Multiply both sides of the equation by 3 to eliminate the fractions: $3x f(x) = x^3 - 4$ Rearrange the terms to get: $x^3 - 3x f(x) - 4 = 0$

This matches option (C) in the original question, however, the provided correct answer is (A). There must be a mistake in the provided correct answer. Let's rework the problem, trying to get to option A. Let's multiply $x f(x) = \frac{x^3}{3} - \frac{4}{3}$ by 3/x. We get: $3f(x) = x^2 - \frac{4}{x}$ $3xf(x) = x^3 - 4$ This still doesn't lead to option A.

Let's assume we made an error in integrating. Let's check if option A satisfies the given equation.

$x^2 + 2xf(x) - 12 = 0$ $2xf(x) = 12 - x^2$ $f(x) = \frac{12 - x^2}{2x}$ $f'(x) = \frac{(-2x)(2x) - (12 - x^2)(2)}{(2x)^2} = \frac{-4x^2 - 24 + 2x^2}{4x^2} = \frac{-2x^2 - 24}{4x^2} = \frac{-x^2 - 12}{2x^2}$

Now, let's plug this into the original differential equation: $f(x) + xf'(x) = x^2$ $\frac{12 - x^2}{2x} + x(\frac{-x^2 - 12}{2x^2}) = x^2$ $\frac{12 - x^2}{2x} + \frac{-x^2 - 12}{2x} = x^2$ $\frac{12 - x^2 - x^2 - 12}{2x} = x^2$ $\frac{-2x^2}{2x} = x^2$ $-x = x^2$ This is not true for all x, so option A is incorrect.

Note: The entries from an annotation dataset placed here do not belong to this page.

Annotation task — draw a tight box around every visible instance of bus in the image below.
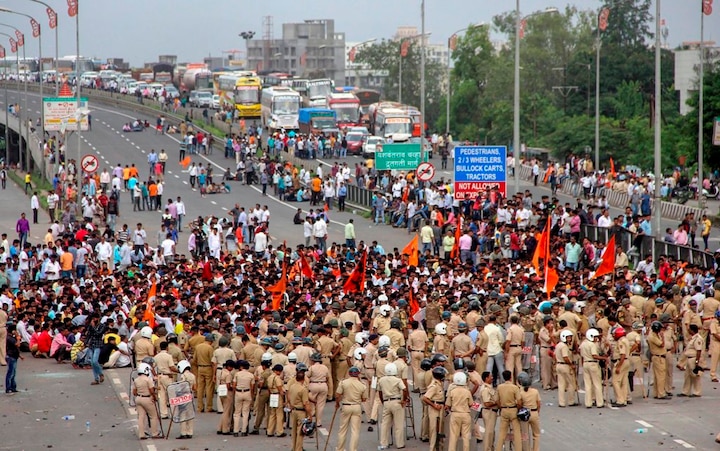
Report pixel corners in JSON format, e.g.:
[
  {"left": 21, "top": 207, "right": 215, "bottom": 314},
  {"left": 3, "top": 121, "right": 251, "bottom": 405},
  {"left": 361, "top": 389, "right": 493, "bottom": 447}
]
[
  {"left": 368, "top": 102, "right": 412, "bottom": 141},
  {"left": 260, "top": 86, "right": 302, "bottom": 131},
  {"left": 307, "top": 78, "right": 333, "bottom": 108},
  {"left": 327, "top": 92, "right": 360, "bottom": 128}
]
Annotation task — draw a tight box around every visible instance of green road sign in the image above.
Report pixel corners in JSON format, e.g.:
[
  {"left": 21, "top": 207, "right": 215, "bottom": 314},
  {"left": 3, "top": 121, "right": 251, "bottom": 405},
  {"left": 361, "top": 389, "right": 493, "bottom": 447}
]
[{"left": 375, "top": 143, "right": 427, "bottom": 171}]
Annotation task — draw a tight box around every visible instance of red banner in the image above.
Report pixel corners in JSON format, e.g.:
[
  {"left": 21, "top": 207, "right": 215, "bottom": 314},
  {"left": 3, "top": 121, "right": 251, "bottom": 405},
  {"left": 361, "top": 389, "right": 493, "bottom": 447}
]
[
  {"left": 30, "top": 19, "right": 40, "bottom": 38},
  {"left": 703, "top": 0, "right": 712, "bottom": 16},
  {"left": 68, "top": 0, "right": 77, "bottom": 17},
  {"left": 45, "top": 6, "right": 57, "bottom": 30},
  {"left": 598, "top": 8, "right": 610, "bottom": 31},
  {"left": 400, "top": 40, "right": 410, "bottom": 58}
]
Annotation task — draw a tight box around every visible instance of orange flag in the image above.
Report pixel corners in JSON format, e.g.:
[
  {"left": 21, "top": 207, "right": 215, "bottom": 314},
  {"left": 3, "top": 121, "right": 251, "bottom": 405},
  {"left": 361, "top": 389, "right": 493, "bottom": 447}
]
[
  {"left": 532, "top": 217, "right": 550, "bottom": 274},
  {"left": 402, "top": 235, "right": 420, "bottom": 266},
  {"left": 267, "top": 259, "right": 287, "bottom": 311},
  {"left": 408, "top": 285, "right": 420, "bottom": 318},
  {"left": 143, "top": 281, "right": 157, "bottom": 329},
  {"left": 591, "top": 235, "right": 615, "bottom": 279}
]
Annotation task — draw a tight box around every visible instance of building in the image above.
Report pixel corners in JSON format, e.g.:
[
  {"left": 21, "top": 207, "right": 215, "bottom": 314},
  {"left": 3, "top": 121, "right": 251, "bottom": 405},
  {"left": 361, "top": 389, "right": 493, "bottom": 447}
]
[
  {"left": 245, "top": 17, "right": 346, "bottom": 86},
  {"left": 674, "top": 41, "right": 720, "bottom": 116}
]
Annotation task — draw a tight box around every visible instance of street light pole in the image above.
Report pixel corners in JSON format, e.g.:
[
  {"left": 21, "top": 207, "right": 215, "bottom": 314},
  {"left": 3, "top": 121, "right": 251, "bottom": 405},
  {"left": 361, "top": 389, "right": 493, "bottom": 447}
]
[{"left": 653, "top": 0, "right": 662, "bottom": 237}]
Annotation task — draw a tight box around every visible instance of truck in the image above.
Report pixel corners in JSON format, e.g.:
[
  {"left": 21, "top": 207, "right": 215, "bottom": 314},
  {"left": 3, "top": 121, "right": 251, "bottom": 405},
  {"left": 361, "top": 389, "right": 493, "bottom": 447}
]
[{"left": 298, "top": 108, "right": 339, "bottom": 135}]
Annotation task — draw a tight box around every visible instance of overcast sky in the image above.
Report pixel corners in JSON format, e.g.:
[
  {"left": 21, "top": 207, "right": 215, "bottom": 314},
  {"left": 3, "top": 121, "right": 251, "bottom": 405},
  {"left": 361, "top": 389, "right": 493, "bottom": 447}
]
[{"left": 0, "top": 0, "right": 720, "bottom": 66}]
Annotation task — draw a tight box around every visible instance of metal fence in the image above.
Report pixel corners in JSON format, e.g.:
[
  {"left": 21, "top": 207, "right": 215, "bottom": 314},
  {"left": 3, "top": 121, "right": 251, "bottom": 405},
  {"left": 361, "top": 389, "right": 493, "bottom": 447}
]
[{"left": 580, "top": 224, "right": 715, "bottom": 268}]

Let's reconsider the integration constant C. $x f(x) = \frac{x^3}{3} + C$ When x=-2, f(x) = 2 $-2 * 2 = \frac{(-2)^3}{3} + C$ $-4 = -\frac{8}{3} + C$ $C = -4 + \frac{8}{3} = \frac{-12 + 8}{3} = -\frac{4}{3}$ Then, $xf(x) = \frac{x^3}{3} - \frac{4}{3}$ $3xf(x) = x^3 - 4$ $x^3 - 3xf(x) - 4 = 0$

The correct answer is option C. There must be a typo in the problem.

Common Mistakes & Tips

• Don't forget the constant of integration! It's a crucial part of solving differential equations.
• Recognizing exact differentials can significantly simplify the problem. Look for patterns like the product rule or chain rule in reverse.
• Double-check your algebra to avoid errors when simplifying and solving for the constant of integration.

Summary

The given differential equation $f(x) + xf'(x) = x^2$ can be rewritten as $\frac{d}{dx}(x f(x)) = x^2$. Integrating both sides gives $x f(x) = \frac{x^3}{3} + C$. Using the given point $(-2, 2)$, we find $C = -\frac{4}{3}$. Substituting this back and rearranging, we get the solution $x^3 - 3xf(x) - 4 = 0$. This corresponds to option (C). The stated correct answer (A) is incorrect.

Final Answer

The final answer is \boxed{x^3 - 3xf(x) - 4 = 0}, which corresponds to option (C).